The hard part of a certificate is outside of it: it is in the associated procedures, i.e. everything that is in place to manage the certificates: how the key holder is authenticated by the CA, how revocation can be triggered and corresponding information propagated, what kind of legal guarantee is offered by the CA, its insurance levels, its continuity plans...
For the certificate buyer, the big value in a particular CA is where the CA succeeded in placing its root key (browsers, operating systems...). The vendors (Microsoft, Mozilla...) tend to require quite a lot of administrativia and legal stuff from the CA before accepting to include the CA root key in their products, and such things are not free. Therefore, a CA which could get its root key distributed but emits certificates for free has a suspicious business plan. This is why the free-cert dealers also offer paid certificates with some extra characteristics (certs which last longer, certs with wildcard names, extra authentication procedures...): at some point, the CA operators must have an incoming cash flow. But, ultimately, that's the CA problem, not yours. If they are willing to give away certificates for free and Microsoft is OK with including their root key as a "trusted by default key" then there is no problem for you in using such certificates.

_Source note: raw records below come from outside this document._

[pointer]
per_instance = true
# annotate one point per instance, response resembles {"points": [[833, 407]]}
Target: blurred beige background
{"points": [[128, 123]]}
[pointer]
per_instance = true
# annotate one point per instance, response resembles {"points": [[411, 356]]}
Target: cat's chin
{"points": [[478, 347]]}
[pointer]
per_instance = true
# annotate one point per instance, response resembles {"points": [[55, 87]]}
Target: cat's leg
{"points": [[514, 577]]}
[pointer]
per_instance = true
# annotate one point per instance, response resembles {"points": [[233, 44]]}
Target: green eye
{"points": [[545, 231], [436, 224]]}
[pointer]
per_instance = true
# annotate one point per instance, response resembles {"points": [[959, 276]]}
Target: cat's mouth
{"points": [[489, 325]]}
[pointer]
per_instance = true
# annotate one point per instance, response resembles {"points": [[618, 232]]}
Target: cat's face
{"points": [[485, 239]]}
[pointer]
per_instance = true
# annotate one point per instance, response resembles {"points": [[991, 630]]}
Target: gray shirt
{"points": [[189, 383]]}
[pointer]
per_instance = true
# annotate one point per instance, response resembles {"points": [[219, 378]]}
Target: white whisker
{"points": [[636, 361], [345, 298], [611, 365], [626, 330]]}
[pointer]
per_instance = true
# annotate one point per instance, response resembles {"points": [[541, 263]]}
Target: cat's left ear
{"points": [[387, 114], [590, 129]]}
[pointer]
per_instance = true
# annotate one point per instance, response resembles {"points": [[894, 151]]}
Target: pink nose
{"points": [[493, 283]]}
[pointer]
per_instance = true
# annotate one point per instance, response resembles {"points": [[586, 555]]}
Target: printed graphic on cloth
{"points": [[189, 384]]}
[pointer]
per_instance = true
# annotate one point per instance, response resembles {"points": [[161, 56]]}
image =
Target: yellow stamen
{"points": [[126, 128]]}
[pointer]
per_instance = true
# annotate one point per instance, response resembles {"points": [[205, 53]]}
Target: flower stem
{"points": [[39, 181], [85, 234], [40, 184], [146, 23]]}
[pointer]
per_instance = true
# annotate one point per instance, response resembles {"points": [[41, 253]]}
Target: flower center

Edit: and now there is Let's Encrypt, which is a free CA that got accepted by major browsers. Their business plan is not suspicious -- in fact, they don't have a business plan at all. They operate as a non-profit entity and they live from donations. Their found a nice niche: they got buy-in from major browser vendors who went on a crusade to kill non-HTTPS Web, and needed a free certificate issuer to convince admins of small Web sites to switch; and now, no browser vendor may leave because it would make them look complacent with regards to security.